SecondMate includes a unified development script that starts both the FastAPI backend and Vite frontend together.

```bash
# Clone the repository and enter the directory
git clone <repository-url>
cd secondmate

# Install frontend dependencies
npm install

# Create a virtual environment and install backend dependencies using uv
uv venv
source .venv/bin/activate  # On Windows: .venv\Scripts\activate
uv pip install -e .

# Start the development server (runs both backend and frontend)
chmod +x dev.sh
./dev.sh
```

- The UI will be available at `http://localhost:5173`.
- The API will be available at `http://localhost:8000`.
- Automatic API docs at `http://localhost:8000/docs`.

### 2. Manual/Separate Setup

**Frontend (Vite Server):**
```bash
npm install
npm run dev
```

**Backend (FastAPI Server):**
```bash
uv venv
source .venv/bin/activate
uv pip install -e .
uvicorn secondmate.main:app --reload --host 0.0.0.0 --port 8000
```

### 3. Production Build

When building for production, the Vite frontend compiles into the Python package (`secondmate/static`), which is then served by FastAPI.

```bash
# Build the frontend (outputs to secondmate/static)
npm run build

# Install the Python package and run the CLI
uv pip install -e .
secondmate --port 4050
```
*The app will be available at `http://localhost:4050` serving both UI and API.*

### 4. Verification

Several scripts are available to verify your installation and configuration:

```bash
# Ensure frontend is built first
npm run build

# Run asset verification
python verify_assets.py

# Run configuration injection verification
python verify_injection.py

# Run conditional data/provider logic verification
python verify_conditional_data.py
```

## 📚 API Endpoints

The backend exposes several key endpoints for metadata and data retrieval:

*   `GET /health`: Service health check.
*   `GET /info`: Spark session and application details.
*   `GET /catalogs`: List all available catalogs.
*   `GET /catalogs/{catalog_name}/namespaces`: List namespaces within a catalog.
*   `GET /catalogs/{catalog_name}/namespaces/{namespace}/tables`: List tables within a namespace.
*   `GET /query`: Execute a sample query (currently fetches `user.ipgeo`).

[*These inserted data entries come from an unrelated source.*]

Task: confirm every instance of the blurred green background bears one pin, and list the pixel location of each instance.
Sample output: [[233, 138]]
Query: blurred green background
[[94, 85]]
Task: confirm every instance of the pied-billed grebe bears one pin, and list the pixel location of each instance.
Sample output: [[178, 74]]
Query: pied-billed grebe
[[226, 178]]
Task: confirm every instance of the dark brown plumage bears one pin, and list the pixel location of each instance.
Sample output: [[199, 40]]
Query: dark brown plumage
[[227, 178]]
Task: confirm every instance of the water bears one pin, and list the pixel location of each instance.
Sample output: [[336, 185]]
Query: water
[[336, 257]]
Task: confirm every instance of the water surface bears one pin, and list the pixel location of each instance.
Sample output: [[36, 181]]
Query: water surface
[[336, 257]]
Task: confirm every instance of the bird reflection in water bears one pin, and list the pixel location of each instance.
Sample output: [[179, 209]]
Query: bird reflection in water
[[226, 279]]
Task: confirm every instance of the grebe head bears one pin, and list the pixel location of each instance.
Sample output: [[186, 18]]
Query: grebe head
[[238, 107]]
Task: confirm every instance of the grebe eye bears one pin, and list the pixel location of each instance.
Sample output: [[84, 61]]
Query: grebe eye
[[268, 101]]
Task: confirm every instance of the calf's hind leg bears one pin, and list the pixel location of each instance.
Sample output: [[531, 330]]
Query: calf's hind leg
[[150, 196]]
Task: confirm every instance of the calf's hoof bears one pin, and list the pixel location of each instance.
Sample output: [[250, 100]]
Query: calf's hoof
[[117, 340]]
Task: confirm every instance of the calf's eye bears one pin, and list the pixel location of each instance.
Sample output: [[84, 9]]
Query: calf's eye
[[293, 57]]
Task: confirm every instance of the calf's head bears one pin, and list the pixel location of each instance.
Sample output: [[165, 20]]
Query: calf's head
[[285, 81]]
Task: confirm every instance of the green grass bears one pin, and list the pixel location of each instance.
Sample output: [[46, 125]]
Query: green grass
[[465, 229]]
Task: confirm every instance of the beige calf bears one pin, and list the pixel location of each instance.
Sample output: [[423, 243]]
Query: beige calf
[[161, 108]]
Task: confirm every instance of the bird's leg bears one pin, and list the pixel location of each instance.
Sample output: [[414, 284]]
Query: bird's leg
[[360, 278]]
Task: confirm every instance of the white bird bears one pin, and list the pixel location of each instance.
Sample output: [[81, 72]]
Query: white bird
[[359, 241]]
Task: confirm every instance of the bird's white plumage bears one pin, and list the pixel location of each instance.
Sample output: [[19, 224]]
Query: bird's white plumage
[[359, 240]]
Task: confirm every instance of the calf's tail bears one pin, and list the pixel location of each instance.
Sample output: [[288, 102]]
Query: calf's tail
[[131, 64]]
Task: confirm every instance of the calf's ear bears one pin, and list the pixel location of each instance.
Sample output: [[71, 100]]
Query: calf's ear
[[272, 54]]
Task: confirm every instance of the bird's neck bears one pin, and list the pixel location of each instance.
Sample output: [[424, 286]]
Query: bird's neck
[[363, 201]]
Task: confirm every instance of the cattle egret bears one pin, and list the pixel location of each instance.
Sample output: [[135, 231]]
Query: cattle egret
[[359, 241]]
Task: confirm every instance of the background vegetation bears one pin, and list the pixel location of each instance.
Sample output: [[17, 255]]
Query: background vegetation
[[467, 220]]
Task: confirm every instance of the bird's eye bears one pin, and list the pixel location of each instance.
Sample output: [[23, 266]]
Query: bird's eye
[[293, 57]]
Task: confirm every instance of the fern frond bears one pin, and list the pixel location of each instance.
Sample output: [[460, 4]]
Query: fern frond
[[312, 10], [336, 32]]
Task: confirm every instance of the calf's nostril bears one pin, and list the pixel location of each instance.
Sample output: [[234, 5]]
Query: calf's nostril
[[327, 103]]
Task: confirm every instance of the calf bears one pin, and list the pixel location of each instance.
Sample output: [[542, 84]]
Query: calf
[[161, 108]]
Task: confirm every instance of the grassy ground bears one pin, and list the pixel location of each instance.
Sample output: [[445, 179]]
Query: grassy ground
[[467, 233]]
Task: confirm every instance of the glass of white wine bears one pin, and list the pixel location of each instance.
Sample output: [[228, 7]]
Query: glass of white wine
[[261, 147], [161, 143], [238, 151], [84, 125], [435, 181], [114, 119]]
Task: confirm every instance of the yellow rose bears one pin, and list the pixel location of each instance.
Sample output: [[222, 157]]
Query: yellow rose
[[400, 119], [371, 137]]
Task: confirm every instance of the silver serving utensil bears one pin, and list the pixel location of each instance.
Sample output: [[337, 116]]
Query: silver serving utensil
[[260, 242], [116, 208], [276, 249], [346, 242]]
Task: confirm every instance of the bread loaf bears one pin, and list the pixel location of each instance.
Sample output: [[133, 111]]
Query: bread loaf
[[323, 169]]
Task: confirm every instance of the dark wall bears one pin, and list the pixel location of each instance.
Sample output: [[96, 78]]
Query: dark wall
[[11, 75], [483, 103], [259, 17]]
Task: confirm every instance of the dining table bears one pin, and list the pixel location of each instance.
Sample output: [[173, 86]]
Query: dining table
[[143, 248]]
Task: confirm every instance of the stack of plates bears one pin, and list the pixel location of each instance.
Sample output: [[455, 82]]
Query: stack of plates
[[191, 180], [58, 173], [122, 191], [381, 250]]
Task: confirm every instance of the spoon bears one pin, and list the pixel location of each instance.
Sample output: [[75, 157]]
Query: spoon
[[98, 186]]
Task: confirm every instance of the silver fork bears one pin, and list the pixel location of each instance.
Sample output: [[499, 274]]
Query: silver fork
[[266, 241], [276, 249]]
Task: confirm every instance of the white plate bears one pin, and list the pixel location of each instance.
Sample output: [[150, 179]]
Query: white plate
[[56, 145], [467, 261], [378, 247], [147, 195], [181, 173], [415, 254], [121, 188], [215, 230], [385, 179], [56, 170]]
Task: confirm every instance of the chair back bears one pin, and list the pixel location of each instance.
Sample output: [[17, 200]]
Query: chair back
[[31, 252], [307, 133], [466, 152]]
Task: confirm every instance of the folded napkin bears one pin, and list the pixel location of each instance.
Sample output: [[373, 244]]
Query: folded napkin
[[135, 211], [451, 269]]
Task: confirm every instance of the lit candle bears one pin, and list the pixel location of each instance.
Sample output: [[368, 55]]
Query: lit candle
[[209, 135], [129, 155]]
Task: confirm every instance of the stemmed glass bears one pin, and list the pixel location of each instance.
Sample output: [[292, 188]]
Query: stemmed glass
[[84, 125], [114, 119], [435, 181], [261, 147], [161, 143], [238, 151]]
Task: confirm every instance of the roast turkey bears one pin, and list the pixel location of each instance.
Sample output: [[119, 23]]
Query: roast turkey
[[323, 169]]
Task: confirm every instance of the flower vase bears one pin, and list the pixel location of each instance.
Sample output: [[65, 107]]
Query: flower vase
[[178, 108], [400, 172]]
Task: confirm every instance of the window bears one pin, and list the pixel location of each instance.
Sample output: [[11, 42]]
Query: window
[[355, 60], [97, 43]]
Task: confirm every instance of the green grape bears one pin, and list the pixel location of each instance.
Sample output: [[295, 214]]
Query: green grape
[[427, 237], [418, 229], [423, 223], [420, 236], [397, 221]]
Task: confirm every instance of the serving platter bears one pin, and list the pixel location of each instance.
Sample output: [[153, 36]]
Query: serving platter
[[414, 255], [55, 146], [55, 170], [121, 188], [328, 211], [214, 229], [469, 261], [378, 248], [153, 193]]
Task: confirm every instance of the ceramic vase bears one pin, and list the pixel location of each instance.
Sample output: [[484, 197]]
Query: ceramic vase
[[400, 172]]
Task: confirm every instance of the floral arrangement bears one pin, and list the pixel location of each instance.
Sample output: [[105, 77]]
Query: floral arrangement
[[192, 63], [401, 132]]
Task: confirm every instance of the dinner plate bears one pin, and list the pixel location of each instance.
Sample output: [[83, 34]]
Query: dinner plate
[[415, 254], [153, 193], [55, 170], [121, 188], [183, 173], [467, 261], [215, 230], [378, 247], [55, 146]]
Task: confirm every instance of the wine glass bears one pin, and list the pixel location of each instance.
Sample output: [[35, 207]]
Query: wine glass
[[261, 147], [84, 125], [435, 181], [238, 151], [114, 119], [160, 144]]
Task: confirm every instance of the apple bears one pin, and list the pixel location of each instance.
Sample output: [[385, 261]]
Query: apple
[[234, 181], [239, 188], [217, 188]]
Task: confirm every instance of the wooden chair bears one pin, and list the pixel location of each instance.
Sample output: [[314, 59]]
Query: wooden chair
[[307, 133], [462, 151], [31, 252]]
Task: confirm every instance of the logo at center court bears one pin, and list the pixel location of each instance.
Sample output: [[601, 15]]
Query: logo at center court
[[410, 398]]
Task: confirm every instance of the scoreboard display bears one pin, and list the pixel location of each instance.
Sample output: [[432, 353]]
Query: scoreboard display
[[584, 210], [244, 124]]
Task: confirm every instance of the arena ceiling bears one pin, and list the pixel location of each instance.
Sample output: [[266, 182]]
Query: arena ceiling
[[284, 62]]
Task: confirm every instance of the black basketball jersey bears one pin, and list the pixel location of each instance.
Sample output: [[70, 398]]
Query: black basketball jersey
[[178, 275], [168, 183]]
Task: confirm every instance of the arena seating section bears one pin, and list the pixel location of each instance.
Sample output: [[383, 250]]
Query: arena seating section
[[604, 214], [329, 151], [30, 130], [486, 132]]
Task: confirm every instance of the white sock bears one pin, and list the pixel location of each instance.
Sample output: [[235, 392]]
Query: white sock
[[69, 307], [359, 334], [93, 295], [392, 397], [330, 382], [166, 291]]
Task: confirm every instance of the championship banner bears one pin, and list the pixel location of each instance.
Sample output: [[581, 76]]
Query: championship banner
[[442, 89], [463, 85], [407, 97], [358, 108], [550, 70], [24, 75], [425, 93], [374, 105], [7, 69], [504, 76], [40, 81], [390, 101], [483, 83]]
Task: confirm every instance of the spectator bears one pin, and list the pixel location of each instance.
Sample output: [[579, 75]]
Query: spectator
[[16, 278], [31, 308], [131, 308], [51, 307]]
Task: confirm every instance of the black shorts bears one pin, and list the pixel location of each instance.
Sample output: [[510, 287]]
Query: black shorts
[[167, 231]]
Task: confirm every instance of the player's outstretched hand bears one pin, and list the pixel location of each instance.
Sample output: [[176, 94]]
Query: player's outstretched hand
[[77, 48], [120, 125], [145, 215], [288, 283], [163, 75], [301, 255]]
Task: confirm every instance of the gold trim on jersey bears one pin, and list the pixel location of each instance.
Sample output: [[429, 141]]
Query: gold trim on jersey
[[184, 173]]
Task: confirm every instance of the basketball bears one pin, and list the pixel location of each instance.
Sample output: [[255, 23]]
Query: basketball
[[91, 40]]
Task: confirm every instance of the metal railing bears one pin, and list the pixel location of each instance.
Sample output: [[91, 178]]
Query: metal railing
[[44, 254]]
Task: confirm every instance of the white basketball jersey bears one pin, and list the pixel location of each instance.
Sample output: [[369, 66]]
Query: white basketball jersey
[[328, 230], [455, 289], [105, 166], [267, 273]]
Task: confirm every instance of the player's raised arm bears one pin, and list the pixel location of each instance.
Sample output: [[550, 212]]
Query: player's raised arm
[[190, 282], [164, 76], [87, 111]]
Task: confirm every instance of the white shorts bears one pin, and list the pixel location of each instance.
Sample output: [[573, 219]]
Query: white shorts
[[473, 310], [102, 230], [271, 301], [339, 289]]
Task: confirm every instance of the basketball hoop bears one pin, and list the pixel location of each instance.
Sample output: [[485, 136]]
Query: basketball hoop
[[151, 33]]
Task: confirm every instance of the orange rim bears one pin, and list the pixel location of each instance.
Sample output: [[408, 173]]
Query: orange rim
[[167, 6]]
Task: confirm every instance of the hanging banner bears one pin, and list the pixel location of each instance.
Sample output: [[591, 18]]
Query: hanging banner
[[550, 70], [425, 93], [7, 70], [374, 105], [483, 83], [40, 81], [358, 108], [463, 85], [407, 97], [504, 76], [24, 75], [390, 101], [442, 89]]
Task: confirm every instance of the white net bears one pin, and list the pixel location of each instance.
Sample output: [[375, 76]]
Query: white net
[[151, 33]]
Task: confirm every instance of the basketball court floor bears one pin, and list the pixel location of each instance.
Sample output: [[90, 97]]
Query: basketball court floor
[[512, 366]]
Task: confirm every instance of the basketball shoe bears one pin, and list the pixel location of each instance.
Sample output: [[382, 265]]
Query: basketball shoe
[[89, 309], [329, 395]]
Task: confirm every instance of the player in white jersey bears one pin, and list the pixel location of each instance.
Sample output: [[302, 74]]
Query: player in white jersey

## 🔌 Custom Spark Providers

SecondMate allows you to provide your own Spark session by implementing a custom Spark provider. This is useful for connecting to existing Spark clusters, configuring specific catalogs (like AWS Glue or Hive), or applying custom security settings.

### 1. Create a Provider Class

Your custom provider must implement the `SparkProvider` protocol (defined in `secondmate/providers/spark_interface.py`). It needs a `get_session()` method that returns a `pyspark.sql.SparkSession`.

Example `my_provider.py`:

```python
from pyspark.sql import SparkSession
from secondmate.providers.spark_interface import SparkProvider

class MyCustomSparkProvider(SparkProvider):
    def get_session(self) -> SparkSession:
        return (
            SparkSession.builder
            .appName("SecondMate-Custom")
            .config("spark.sql.catalog.my_catalog", "org.apache.iceberg.spark.SparkCatalog")
            # ... additional configuration ...
            .getOrCreate()
        )
```

### 2. Deploying the Provider

To use your custom provider, set the `SPARK_PROVIDER_CLASS` environment variable to the full import path of your class before starting SecondMate.

```bash
export SPARK_PROVIDER_CLASS="my_module.my_provider.MyCustomSparkProvider"
secondmate --port 4050
```

SecondMate will dynamically load your provider class and use it to obtain the Spark session for all operations.

## 🧪 Sample Data

On startup, the backend automatically initializes a local Spark Iceberg environment with the following sample tables:
*   `user.ipgeo` (1000 rows)
*   `user.sales.transactions`
*   `user.finance.budget`

Enjoy exploring your data with SecondMate!